Nécrologie – Liliane Chauleau

C’est avec une profonde émotion que nous rendons hommage à Liliane Chauleau, historienne et chercheuse dont l’œuvre a durablement enrichi la connaissance de l’histoire sociale, religieuse et culturelle de la Martinique et des Antilles.

Par ses travaux rigoureux et profondément humains, Liliane Chauleau a donné une voix à celles et ceux que l’histoire a trop longtemps relégués au silence. Son ouvrage majeur, La voix des esclaves. Foi et société aux Antilles (XVIIᵉ–XIXᵉ siècle), publié en 2012 aux Éditions L’Harmattan, demeure une référence essentielle. Elle y analyse avec finesse la condition servile, façonnée par le cadre juridique et la position de l’Église, tout en mettant en lumière la vie intérieure, la force de caractère et la spiritualité des esclaves. Son regard attentif sur la transmission de cette mémoire et de ces formes de foi dans la société antillaise contemporaine témoigne de son engagement intellectuel et moral.

Historienne du quotidien, Liliane Chauleau s’est également attachée à faire revivre la Martinique d’hier dans toute sa complexité et sa vitalité. Dans Pierrotins et Saint-Pierrais : la vie quotidienne dans la ville de Saint-Pierre avant l’éruption de la montagne Pelée de 1902 (2003), elle restitue avec sensibilité l’effervescence d’une cité alors rayonnante, admirée dans toute la Caraïbe, donnant une place particulière aux femmes et à la jeunesse qui animaient la ville jusqu’à sa disparition tragique.

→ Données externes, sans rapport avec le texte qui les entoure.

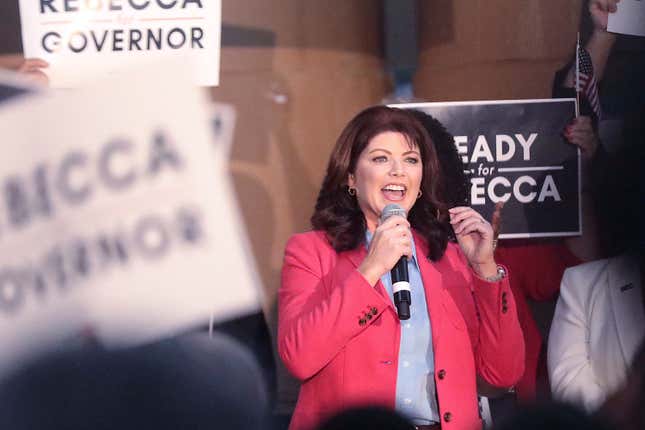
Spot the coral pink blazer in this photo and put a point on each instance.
(340, 336)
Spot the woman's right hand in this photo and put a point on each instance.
(392, 239)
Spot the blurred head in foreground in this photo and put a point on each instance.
(191, 382)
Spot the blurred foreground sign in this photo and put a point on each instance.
(116, 206)
(85, 39)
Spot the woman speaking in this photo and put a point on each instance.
(339, 331)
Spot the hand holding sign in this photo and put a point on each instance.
(580, 132)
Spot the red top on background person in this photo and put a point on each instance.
(338, 330)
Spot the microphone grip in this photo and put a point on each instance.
(403, 304)
(401, 288)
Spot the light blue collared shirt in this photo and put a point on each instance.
(416, 395)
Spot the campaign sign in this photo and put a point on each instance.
(13, 85)
(514, 152)
(116, 201)
(86, 39)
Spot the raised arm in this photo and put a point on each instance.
(601, 41)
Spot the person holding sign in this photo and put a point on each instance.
(338, 330)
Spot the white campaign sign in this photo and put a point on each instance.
(629, 18)
(86, 39)
(117, 214)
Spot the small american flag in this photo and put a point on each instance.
(586, 81)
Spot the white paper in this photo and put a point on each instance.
(629, 18)
(84, 40)
(117, 214)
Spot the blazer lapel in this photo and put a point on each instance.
(625, 289)
(356, 257)
(432, 285)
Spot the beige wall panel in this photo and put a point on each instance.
(487, 81)
(478, 49)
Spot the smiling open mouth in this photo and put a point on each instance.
(394, 192)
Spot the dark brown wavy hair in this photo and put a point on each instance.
(337, 212)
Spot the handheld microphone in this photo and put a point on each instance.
(399, 273)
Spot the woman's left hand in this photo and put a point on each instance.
(475, 237)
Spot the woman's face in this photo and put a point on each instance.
(389, 170)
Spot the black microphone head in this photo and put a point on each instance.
(391, 210)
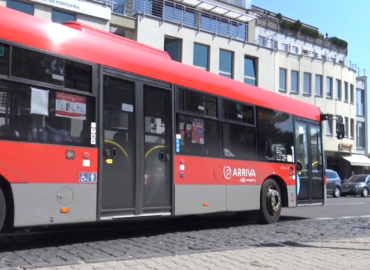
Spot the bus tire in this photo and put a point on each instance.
(2, 209)
(271, 203)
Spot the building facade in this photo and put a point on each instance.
(232, 38)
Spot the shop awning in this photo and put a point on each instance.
(357, 160)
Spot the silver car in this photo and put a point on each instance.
(357, 185)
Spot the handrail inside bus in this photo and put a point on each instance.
(120, 148)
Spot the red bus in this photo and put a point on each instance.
(97, 127)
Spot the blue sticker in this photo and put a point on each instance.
(92, 177)
(84, 177)
(298, 184)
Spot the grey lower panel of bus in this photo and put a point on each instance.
(292, 195)
(189, 199)
(40, 204)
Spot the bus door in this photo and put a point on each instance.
(309, 162)
(135, 152)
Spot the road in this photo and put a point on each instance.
(190, 237)
(346, 207)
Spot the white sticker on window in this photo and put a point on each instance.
(39, 101)
(127, 107)
(86, 163)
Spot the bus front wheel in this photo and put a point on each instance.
(2, 209)
(270, 207)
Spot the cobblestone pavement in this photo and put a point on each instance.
(346, 254)
(289, 242)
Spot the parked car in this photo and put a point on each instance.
(357, 185)
(333, 184)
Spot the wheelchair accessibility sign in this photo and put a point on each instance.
(85, 177)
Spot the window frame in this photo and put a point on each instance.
(309, 83)
(224, 119)
(95, 75)
(291, 81)
(284, 70)
(222, 72)
(94, 70)
(208, 55)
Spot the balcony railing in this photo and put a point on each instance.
(186, 16)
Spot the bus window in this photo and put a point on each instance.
(200, 103)
(239, 112)
(199, 136)
(4, 59)
(32, 114)
(45, 68)
(275, 135)
(238, 141)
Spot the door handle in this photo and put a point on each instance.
(161, 156)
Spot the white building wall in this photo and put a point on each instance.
(152, 32)
(325, 103)
(260, 31)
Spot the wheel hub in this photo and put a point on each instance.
(273, 200)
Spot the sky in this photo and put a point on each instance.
(347, 20)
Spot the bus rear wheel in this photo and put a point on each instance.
(2, 209)
(271, 204)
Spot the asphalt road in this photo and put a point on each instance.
(346, 207)
(182, 236)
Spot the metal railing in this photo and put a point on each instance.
(183, 15)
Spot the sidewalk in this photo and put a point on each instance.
(352, 253)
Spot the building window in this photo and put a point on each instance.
(250, 71)
(329, 127)
(173, 47)
(351, 94)
(360, 134)
(282, 79)
(346, 91)
(360, 100)
(306, 83)
(338, 93)
(318, 85)
(223, 26)
(329, 87)
(226, 64)
(61, 17)
(201, 56)
(294, 84)
(173, 12)
(261, 41)
(20, 6)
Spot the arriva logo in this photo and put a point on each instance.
(227, 172)
(239, 172)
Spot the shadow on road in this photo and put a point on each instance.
(118, 230)
(299, 245)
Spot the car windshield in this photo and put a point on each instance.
(357, 178)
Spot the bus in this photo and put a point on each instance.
(96, 127)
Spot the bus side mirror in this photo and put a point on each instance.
(340, 131)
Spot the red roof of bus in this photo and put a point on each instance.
(124, 55)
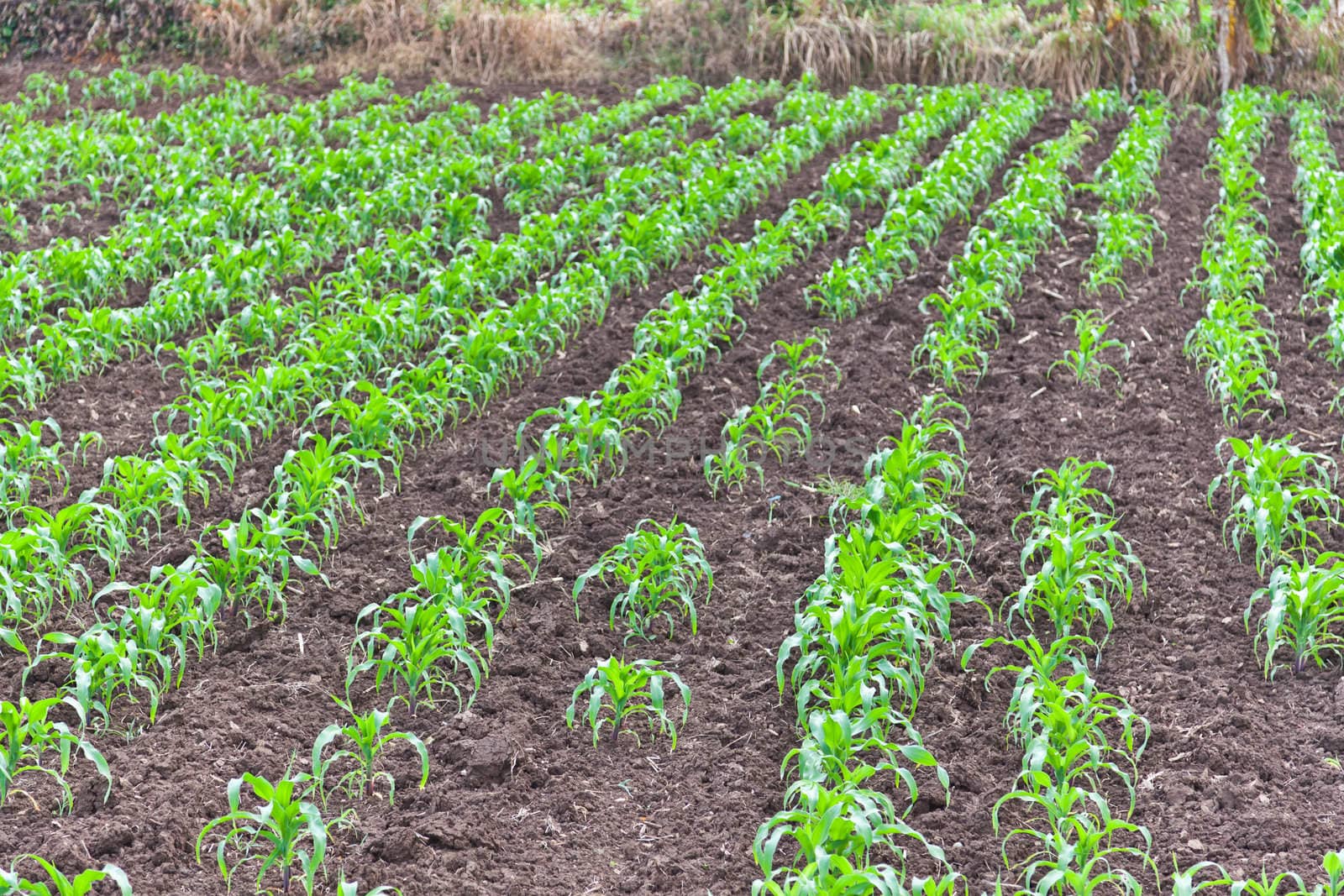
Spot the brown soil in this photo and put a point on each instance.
(517, 804)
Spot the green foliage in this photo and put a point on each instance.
(1278, 495)
(618, 692)
(33, 743)
(1304, 613)
(1085, 362)
(349, 768)
(282, 832)
(57, 883)
(662, 570)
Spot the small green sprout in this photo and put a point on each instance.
(628, 691)
(663, 570)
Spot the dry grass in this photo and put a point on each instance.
(936, 42)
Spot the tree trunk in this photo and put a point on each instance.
(1223, 26)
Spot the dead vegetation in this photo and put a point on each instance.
(1068, 47)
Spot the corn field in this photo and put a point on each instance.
(696, 490)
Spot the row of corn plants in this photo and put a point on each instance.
(864, 640)
(1124, 234)
(464, 589)
(203, 186)
(866, 634)
(423, 641)
(74, 94)
(584, 438)
(391, 258)
(1000, 249)
(215, 423)
(1234, 342)
(234, 230)
(38, 155)
(920, 212)
(1063, 829)
(864, 637)
(1281, 503)
(779, 423)
(136, 161)
(1320, 191)
(306, 234)
(244, 566)
(1122, 184)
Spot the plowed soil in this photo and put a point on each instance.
(1236, 768)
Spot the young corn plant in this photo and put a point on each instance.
(1082, 569)
(1280, 496)
(421, 645)
(31, 743)
(349, 768)
(1085, 362)
(620, 692)
(15, 883)
(663, 571)
(1081, 564)
(282, 832)
(1303, 613)
(780, 422)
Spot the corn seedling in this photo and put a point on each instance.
(1280, 496)
(1303, 613)
(15, 883)
(282, 832)
(620, 692)
(421, 645)
(1085, 362)
(35, 745)
(349, 768)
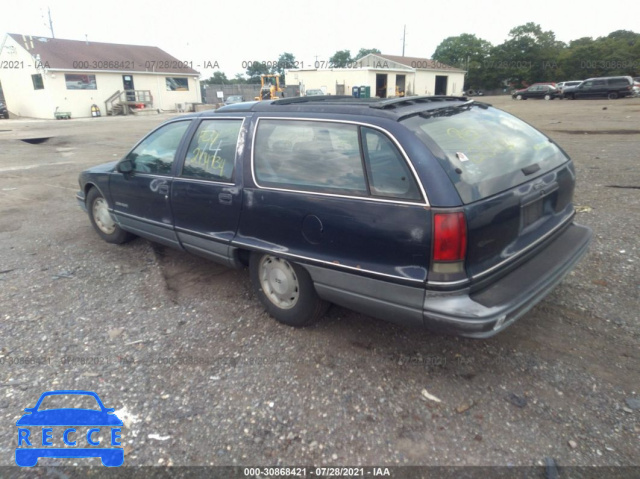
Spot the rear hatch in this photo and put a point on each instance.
(516, 184)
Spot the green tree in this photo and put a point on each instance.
(238, 79)
(341, 58)
(467, 52)
(530, 55)
(255, 70)
(285, 61)
(217, 78)
(365, 51)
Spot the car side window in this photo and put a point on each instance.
(212, 151)
(389, 175)
(157, 151)
(310, 156)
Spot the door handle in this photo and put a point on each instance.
(225, 198)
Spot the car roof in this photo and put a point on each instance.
(393, 108)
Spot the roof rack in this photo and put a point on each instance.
(412, 100)
(314, 98)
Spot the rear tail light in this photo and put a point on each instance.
(449, 247)
(449, 237)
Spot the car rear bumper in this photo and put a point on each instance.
(477, 314)
(481, 314)
(111, 457)
(81, 200)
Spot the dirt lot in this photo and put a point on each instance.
(202, 376)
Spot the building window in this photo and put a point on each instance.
(38, 84)
(80, 82)
(177, 84)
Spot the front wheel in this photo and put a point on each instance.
(286, 290)
(102, 221)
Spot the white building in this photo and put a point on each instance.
(386, 75)
(41, 75)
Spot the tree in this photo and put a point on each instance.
(467, 52)
(238, 79)
(217, 78)
(529, 56)
(365, 51)
(285, 61)
(341, 59)
(256, 69)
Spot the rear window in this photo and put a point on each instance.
(484, 150)
(311, 156)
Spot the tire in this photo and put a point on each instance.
(102, 221)
(285, 290)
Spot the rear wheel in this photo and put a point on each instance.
(286, 291)
(102, 221)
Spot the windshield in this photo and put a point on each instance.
(484, 150)
(74, 401)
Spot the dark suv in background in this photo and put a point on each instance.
(604, 87)
(537, 90)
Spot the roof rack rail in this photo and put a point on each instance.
(410, 100)
(314, 98)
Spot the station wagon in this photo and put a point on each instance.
(438, 212)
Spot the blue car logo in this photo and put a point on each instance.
(80, 426)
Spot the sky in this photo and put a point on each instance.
(232, 33)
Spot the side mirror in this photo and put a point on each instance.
(125, 166)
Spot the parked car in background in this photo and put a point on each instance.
(565, 84)
(540, 91)
(433, 211)
(231, 99)
(603, 87)
(636, 86)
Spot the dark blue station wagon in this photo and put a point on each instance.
(432, 211)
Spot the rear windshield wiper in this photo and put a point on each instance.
(446, 110)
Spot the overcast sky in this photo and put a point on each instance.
(231, 32)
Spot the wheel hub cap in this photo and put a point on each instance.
(279, 282)
(102, 217)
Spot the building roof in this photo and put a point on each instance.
(59, 54)
(419, 63)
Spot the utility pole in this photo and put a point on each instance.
(50, 23)
(404, 36)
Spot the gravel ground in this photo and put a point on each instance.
(202, 376)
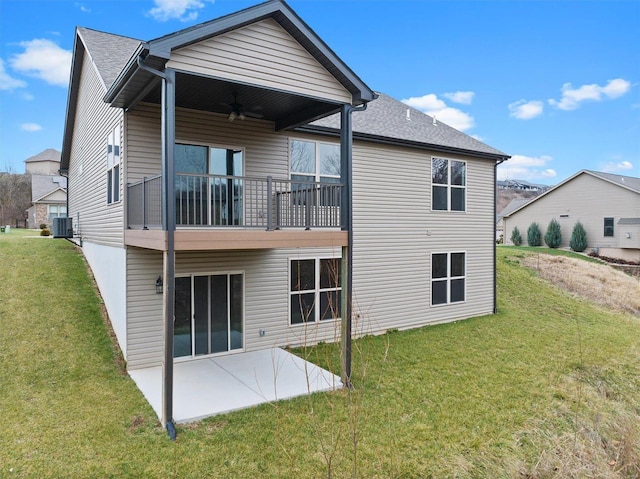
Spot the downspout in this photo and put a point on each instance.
(169, 225)
(346, 207)
(495, 246)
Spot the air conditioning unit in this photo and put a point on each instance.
(63, 227)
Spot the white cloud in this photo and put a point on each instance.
(528, 168)
(464, 97)
(434, 106)
(612, 167)
(526, 110)
(45, 60)
(573, 97)
(30, 127)
(82, 8)
(7, 82)
(183, 10)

Ses travaux antérieurs, notamment Case-Pilote, le Prêcheur, Basse-Pointe et Dans les îles du Vent : la Martinique (XVIIᵉ–XIXᵉ siècle), publiés en 2000, témoignent de l’ampleur de ses recherches sur l’Ancien Régime, la Révolution française, les périodes de domination britannique et les mutations sociales et économiques du XIXᵉ siècle. Elle y conjugue précision historique et souci constant de comprendre les sociétés antillaises dans leur profondeur humaine.

Liliane Chauleau laisse derrière elle une œuvre exigeante, accessible et précieuse, qui continue d’éclairer chercheurs, étudiants et lecteurs passionnés d’histoire antillaise. Sa disparition est une grande perte pour le monde intellectuel et culturel, mais sa voix demeure, vivante, dans les pages qu’elle nous a léguées et dans la mémoire collective qu’elle a contribué à préserver.